Prescott whipped out a notebook, bent over the map table, and fixed his shocked eyes upon Dennis. The Brigadier, as if conscious of the narrowness of this momentary reprieve, paused for a minute before continuing with an earnest, low-voiced sincerity more moving than any vehemence.

“We’ve scarcely scratched Germany yet, sir, but look what we’re doing to their Air Force. We’re doing what no other weapon in this war has done or can do. We’re making it fight, on
our initiative
, where it can’t refuse in order to rest and rebuild. We are tearing it up
over Germany
. The German Air Force has been the balance of power in this whole war, ever since Munich. It took their Ground Forces everywhere they’ve been. It beat the Polish Air Force in three days, the Norwegian in three hours; it forced the Maginot Line and beat the French in three weeks…”

“Homer,” said Kane, “be sure you’re getting this.”

“The Royal Air Force,” continued Dennis, “won a brilliant battle from it but it was a defensive battle, over England. The German Air Force rested a little and then knocked off Yugoslavia and Greece for practice, captured Crete, dominated the Mediterranean, chased the Russians to Moscow and the Volga, and got close enough to that Caspian oil to smell it. They blockaded the North Cape and very nearly cut the Atlantic life line to England itself.

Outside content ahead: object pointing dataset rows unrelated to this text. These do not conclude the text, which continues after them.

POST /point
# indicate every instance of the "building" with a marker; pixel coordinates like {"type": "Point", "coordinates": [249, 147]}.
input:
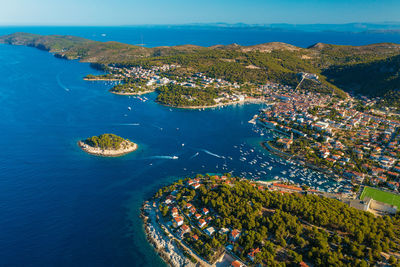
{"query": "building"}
{"type": "Point", "coordinates": [202, 223]}
{"type": "Point", "coordinates": [253, 253]}
{"type": "Point", "coordinates": [177, 221]}
{"type": "Point", "coordinates": [210, 231]}
{"type": "Point", "coordinates": [237, 264]}
{"type": "Point", "coordinates": [205, 211]}
{"type": "Point", "coordinates": [234, 235]}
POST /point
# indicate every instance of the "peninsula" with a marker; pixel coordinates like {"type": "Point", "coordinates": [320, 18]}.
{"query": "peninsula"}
{"type": "Point", "coordinates": [230, 221]}
{"type": "Point", "coordinates": [230, 72]}
{"type": "Point", "coordinates": [107, 145]}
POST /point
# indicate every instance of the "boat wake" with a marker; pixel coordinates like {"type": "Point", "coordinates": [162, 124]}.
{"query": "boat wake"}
{"type": "Point", "coordinates": [164, 157]}
{"type": "Point", "coordinates": [212, 154]}
{"type": "Point", "coordinates": [130, 124]}
{"type": "Point", "coordinates": [195, 155]}
{"type": "Point", "coordinates": [60, 83]}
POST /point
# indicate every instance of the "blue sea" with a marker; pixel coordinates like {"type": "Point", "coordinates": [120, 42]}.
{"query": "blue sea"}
{"type": "Point", "coordinates": [62, 207]}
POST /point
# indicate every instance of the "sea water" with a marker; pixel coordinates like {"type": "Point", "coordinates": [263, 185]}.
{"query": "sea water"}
{"type": "Point", "coordinates": [62, 207]}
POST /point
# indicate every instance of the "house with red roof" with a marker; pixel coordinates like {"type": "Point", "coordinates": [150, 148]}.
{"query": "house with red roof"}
{"type": "Point", "coordinates": [202, 223]}
{"type": "Point", "coordinates": [234, 235]}
{"type": "Point", "coordinates": [177, 221]}
{"type": "Point", "coordinates": [205, 211]}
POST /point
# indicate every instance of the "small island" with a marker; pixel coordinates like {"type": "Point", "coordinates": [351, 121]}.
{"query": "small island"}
{"type": "Point", "coordinates": [107, 145]}
{"type": "Point", "coordinates": [130, 89]}
{"type": "Point", "coordinates": [103, 77]}
{"type": "Point", "coordinates": [230, 221]}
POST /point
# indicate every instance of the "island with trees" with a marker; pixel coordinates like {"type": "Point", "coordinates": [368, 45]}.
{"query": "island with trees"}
{"type": "Point", "coordinates": [235, 69]}
{"type": "Point", "coordinates": [207, 217]}
{"type": "Point", "coordinates": [107, 145]}
{"type": "Point", "coordinates": [130, 86]}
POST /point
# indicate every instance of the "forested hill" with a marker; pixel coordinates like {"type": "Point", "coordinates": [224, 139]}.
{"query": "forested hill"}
{"type": "Point", "coordinates": [371, 69]}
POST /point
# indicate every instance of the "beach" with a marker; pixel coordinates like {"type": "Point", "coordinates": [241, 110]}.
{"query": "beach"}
{"type": "Point", "coordinates": [127, 147]}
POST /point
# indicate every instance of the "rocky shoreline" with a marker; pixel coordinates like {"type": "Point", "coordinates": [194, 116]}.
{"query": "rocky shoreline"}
{"type": "Point", "coordinates": [162, 241]}
{"type": "Point", "coordinates": [127, 147]}
{"type": "Point", "coordinates": [246, 101]}
{"type": "Point", "coordinates": [132, 93]}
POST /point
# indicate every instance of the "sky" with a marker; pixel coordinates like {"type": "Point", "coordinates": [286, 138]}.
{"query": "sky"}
{"type": "Point", "coordinates": [137, 12]}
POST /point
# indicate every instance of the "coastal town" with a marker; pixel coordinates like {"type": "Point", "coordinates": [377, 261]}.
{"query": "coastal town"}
{"type": "Point", "coordinates": [139, 80]}
{"type": "Point", "coordinates": [334, 135]}
{"type": "Point", "coordinates": [345, 137]}
{"type": "Point", "coordinates": [191, 218]}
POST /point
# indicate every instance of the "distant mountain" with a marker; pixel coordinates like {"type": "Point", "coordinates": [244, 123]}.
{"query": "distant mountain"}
{"type": "Point", "coordinates": [346, 27]}
{"type": "Point", "coordinates": [370, 69]}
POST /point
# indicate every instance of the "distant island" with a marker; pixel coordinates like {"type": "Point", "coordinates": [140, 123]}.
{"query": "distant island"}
{"type": "Point", "coordinates": [107, 145]}
{"type": "Point", "coordinates": [232, 71]}
{"type": "Point", "coordinates": [231, 221]}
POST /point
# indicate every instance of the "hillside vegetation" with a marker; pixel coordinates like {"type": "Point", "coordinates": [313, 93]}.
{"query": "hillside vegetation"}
{"type": "Point", "coordinates": [371, 69]}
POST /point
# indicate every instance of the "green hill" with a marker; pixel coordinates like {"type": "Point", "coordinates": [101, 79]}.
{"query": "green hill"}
{"type": "Point", "coordinates": [371, 69]}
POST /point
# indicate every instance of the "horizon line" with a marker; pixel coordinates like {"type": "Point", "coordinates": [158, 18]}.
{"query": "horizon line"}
{"type": "Point", "coordinates": [198, 24]}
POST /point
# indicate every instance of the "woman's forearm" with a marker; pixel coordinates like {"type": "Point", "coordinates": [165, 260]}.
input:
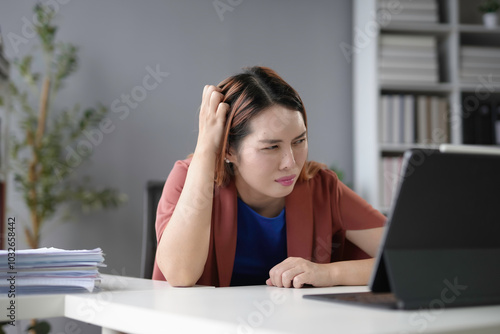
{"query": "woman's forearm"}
{"type": "Point", "coordinates": [356, 272]}
{"type": "Point", "coordinates": [183, 248]}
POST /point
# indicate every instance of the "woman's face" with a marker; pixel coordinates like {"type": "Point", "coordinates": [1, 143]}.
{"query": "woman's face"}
{"type": "Point", "coordinates": [269, 160]}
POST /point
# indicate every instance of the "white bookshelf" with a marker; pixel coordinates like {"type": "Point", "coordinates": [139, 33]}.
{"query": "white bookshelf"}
{"type": "Point", "coordinates": [459, 24]}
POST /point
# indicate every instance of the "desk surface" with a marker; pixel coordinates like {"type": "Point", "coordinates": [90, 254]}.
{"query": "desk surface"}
{"type": "Point", "coordinates": [142, 306]}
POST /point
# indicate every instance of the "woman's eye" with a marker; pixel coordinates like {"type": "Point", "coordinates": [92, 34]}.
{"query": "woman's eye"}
{"type": "Point", "coordinates": [300, 141]}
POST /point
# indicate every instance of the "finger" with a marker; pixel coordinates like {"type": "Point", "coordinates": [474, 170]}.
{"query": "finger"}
{"type": "Point", "coordinates": [299, 280]}
{"type": "Point", "coordinates": [222, 110]}
{"type": "Point", "coordinates": [215, 100]}
{"type": "Point", "coordinates": [288, 276]}
{"type": "Point", "coordinates": [207, 92]}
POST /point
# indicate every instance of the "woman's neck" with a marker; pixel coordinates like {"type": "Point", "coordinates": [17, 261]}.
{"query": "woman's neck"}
{"type": "Point", "coordinates": [266, 207]}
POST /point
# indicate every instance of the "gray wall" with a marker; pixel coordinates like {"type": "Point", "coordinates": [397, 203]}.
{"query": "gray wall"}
{"type": "Point", "coordinates": [119, 39]}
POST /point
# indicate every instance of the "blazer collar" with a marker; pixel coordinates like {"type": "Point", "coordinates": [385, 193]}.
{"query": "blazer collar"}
{"type": "Point", "coordinates": [299, 221]}
{"type": "Point", "coordinates": [225, 232]}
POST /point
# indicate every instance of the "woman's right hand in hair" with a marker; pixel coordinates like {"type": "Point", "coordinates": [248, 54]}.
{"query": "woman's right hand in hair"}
{"type": "Point", "coordinates": [212, 118]}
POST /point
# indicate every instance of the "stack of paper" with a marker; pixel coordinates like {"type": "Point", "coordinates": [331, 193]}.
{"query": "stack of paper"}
{"type": "Point", "coordinates": [409, 11]}
{"type": "Point", "coordinates": [49, 270]}
{"type": "Point", "coordinates": [409, 59]}
{"type": "Point", "coordinates": [480, 64]}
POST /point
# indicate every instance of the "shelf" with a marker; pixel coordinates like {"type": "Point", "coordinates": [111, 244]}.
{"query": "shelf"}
{"type": "Point", "coordinates": [401, 148]}
{"type": "Point", "coordinates": [477, 29]}
{"type": "Point", "coordinates": [437, 29]}
{"type": "Point", "coordinates": [417, 87]}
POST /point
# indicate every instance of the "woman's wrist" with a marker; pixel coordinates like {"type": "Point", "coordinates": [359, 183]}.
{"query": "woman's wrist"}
{"type": "Point", "coordinates": [334, 273]}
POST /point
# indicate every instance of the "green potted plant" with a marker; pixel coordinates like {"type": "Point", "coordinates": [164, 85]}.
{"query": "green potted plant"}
{"type": "Point", "coordinates": [38, 161]}
{"type": "Point", "coordinates": [489, 9]}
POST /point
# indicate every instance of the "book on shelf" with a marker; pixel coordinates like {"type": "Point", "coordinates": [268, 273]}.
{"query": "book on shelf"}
{"type": "Point", "coordinates": [410, 59]}
{"type": "Point", "coordinates": [409, 119]}
{"type": "Point", "coordinates": [397, 121]}
{"type": "Point", "coordinates": [432, 120]}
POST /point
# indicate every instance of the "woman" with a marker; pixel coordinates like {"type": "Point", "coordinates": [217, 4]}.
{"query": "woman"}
{"type": "Point", "coordinates": [270, 216]}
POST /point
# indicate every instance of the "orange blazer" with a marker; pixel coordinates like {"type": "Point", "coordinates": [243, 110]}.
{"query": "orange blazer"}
{"type": "Point", "coordinates": [317, 211]}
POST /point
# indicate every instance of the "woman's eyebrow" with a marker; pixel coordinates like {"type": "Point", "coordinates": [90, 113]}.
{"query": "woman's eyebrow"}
{"type": "Point", "coordinates": [274, 141]}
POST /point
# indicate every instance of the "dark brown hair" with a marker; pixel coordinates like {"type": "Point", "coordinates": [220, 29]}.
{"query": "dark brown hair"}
{"type": "Point", "coordinates": [248, 94]}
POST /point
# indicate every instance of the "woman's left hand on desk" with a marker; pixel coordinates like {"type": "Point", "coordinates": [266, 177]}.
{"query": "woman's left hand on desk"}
{"type": "Point", "coordinates": [296, 272]}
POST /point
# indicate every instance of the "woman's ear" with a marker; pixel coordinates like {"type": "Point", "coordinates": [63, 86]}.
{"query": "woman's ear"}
{"type": "Point", "coordinates": [230, 156]}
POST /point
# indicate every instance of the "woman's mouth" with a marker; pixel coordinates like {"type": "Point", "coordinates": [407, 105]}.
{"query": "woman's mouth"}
{"type": "Point", "coordinates": [286, 180]}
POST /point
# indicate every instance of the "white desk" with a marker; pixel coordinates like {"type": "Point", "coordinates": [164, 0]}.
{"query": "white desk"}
{"type": "Point", "coordinates": [142, 306]}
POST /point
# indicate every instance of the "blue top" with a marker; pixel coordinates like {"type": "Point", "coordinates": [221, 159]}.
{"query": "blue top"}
{"type": "Point", "coordinates": [260, 245]}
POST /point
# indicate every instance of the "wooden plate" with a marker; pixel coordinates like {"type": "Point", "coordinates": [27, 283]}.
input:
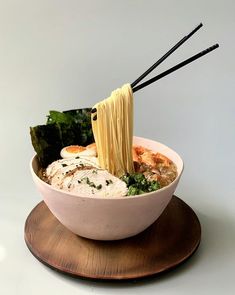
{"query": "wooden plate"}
{"type": "Point", "coordinates": [172, 239]}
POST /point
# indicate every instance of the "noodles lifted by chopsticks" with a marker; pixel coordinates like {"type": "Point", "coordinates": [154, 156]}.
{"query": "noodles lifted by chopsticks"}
{"type": "Point", "coordinates": [113, 131]}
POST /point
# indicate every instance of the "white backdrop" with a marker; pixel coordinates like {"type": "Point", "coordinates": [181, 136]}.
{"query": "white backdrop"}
{"type": "Point", "coordinates": [70, 54]}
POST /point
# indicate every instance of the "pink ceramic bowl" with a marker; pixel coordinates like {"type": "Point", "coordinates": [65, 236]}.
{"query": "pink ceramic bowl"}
{"type": "Point", "coordinates": [109, 219]}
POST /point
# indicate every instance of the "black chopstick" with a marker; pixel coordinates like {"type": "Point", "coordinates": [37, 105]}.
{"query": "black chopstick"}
{"type": "Point", "coordinates": [177, 45]}
{"type": "Point", "coordinates": [176, 67]}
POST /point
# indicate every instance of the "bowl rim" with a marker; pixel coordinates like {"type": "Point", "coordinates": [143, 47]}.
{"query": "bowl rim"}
{"type": "Point", "coordinates": [34, 157]}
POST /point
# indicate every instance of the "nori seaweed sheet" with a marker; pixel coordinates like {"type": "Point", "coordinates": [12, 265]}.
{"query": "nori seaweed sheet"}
{"type": "Point", "coordinates": [71, 127]}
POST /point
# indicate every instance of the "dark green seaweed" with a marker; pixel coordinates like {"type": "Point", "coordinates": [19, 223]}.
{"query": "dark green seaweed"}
{"type": "Point", "coordinates": [71, 127]}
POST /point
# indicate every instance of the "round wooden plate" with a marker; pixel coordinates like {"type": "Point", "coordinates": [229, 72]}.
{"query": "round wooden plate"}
{"type": "Point", "coordinates": [172, 239]}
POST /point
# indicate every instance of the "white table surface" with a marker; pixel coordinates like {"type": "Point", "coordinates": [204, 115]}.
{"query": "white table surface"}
{"type": "Point", "coordinates": [68, 54]}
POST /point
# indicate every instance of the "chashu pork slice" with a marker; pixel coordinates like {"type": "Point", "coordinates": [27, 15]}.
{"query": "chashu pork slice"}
{"type": "Point", "coordinates": [83, 177]}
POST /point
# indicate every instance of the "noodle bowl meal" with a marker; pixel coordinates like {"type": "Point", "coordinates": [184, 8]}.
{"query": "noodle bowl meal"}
{"type": "Point", "coordinates": [111, 166]}
{"type": "Point", "coordinates": [98, 179]}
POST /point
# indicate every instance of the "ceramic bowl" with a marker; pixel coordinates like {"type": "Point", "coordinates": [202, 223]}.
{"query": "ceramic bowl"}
{"type": "Point", "coordinates": [106, 218]}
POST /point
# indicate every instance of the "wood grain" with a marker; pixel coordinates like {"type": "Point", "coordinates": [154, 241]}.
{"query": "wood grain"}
{"type": "Point", "coordinates": [173, 238]}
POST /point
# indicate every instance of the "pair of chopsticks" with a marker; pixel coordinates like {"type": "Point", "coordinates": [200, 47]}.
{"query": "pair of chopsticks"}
{"type": "Point", "coordinates": [167, 72]}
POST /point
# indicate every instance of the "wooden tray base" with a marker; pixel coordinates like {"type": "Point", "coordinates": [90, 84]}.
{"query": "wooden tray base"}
{"type": "Point", "coordinates": [172, 239]}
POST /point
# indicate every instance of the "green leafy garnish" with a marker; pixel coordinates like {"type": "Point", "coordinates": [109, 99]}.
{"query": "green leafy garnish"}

Peterson would have done it if Goering had given him two groups instead of one
Staffel
. And even after that they took Rommel to the gates of Alexandria.

“Now where is that German Air Force, sir? Already we’ve made them convert bomber groups to fighters, we’ve made them switch their whole production, procurement, and training programs. We’ve made them pull operational groups off the Russians and away from Rommel to put them over there, across the Channel, against us…”

He walked over and banged the map with his fist and his voice was rising again now.

“Now the Russians have been able to mount and sustain a counteroffensive. Our own people, in the Med, have air superiority and they’re advancing with it…”

“Get every word of this, Homer,” breathed Kane.

“Well, get this too, Homer,” rasped Dennis. “The Germans know all of this better than we do. They’ve been willing to loosen their grip on their costliest conquests and break the whole balance of their Air Force for just one thing… to defend Germany itself from us. They’ve done it because they know something else. They know that fighters, Spits and Hurricanes, saved England from either decisive bombardment or invasion. Now they’ve got a better fighter than those were. They intend to make Europe as impregnable as the British made England. And they’re going to do it, just as surely as we sit here with our fingers in our asses and let them!”

Prescott coughed discreetly through the enveloping silence.

“Do you want that in too, sir?”

Kane did not hear Prescott. He had been listening to Dennis. It was the burning sincerity of the plea which had illuminated again for him the old dream. He was seeing in fact the old vision of Air Power itself, the vision he had followed, the vision for which he and his kind had planned and pleaded and promised.

And yet it remained a glittering gamble. Kane knew far better than Dennis how bitterly the levels above him were torn with their own disunities, political, strategic, nationalistic, now that they had achieved the suppression of air power to an auxiliary level. He knew the quarrels and compromises, the delays and disagreements, the wary stalemates between military strategy and international policy, the sacrifices of lives to save faces and of faces to save the fears that were older than any passing war.